Nach Ansicht des Gerichts sei die Nutzung aber immer noch als Wohnen und noch nicht als Beherbergung einzuschätzen und könne deshalb nicht mit den Mitteln des Baurechts untersagt werden. Das Gericht folgte der Darstellung der Firma B.Ä.R., dass die fraglichen Wohnungen durchschnittlich für drei bis acht Monate vermietet werden und es nur eingeschränkt hoteltypische Dienstleistungen gebe. Es bestehe die Möglichkeit der eigenständigen Haushaltsführung und der unabhängigen Gestaltung des häuslichen Wirkungskreises.

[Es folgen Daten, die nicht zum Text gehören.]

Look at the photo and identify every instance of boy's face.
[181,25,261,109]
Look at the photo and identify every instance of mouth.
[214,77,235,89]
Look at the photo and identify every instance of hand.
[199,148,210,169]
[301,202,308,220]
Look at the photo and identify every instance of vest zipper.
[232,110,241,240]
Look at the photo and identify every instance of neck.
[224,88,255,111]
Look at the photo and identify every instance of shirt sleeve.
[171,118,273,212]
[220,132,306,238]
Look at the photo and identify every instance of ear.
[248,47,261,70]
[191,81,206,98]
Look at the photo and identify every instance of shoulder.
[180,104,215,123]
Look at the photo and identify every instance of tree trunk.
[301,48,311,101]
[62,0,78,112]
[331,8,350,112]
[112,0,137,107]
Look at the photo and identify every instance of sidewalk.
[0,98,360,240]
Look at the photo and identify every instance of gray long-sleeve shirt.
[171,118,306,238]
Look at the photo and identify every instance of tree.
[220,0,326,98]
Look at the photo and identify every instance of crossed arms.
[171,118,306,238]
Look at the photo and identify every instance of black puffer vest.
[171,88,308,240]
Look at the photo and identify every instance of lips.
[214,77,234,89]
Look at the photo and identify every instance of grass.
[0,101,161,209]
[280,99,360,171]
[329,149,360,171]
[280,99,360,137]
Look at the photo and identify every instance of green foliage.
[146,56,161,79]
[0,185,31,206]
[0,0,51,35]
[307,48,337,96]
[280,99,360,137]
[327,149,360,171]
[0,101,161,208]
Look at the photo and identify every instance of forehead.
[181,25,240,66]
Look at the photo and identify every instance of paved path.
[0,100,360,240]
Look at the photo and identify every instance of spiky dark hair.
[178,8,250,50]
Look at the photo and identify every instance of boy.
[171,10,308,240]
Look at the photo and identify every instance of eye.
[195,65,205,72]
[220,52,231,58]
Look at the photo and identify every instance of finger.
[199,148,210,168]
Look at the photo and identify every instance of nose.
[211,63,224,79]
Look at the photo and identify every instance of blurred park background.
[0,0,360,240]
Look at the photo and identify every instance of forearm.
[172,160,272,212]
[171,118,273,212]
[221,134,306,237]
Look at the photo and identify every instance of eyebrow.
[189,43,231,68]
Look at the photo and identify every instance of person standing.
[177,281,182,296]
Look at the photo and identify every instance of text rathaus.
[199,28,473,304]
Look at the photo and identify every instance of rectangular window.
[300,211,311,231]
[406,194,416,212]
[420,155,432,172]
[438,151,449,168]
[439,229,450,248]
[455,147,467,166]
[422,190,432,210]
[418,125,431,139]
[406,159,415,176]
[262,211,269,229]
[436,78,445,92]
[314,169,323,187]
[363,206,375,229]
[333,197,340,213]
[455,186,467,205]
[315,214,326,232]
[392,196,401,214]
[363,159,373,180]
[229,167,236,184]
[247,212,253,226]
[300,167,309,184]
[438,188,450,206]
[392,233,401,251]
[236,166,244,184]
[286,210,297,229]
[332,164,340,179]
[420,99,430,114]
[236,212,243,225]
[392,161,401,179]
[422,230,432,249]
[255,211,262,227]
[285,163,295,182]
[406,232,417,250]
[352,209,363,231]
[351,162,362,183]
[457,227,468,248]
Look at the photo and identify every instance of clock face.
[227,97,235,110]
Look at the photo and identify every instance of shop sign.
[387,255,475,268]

Daher „wohnten“ die Nutzer in den Apartments und würden nicht von einem Unternehmen „beherbergt“, so das Verwaltungsgericht.
Insbesondere die angeblich mehrmonatigen Vertragslaufzeiten stehen in vollkommenem Widerspruch zu den Erfahrungen der Mieter, die im Haus Woche für Woche neue Leute vor Augen haben. Der Bezirk bekam in dem Eilverfahren keine Gelegenheit, der Darstellung der Eigentümerin zu widersprechen. Dennoch verzichtet er darauf, gegen das Urteil Beschwerde beim Oberverwaltungsgericht einzulegen. Man forderte stattdessen den Senat auf, die Möglichkeit eines generellen Zweckentfremdungsverbots zu prüfen.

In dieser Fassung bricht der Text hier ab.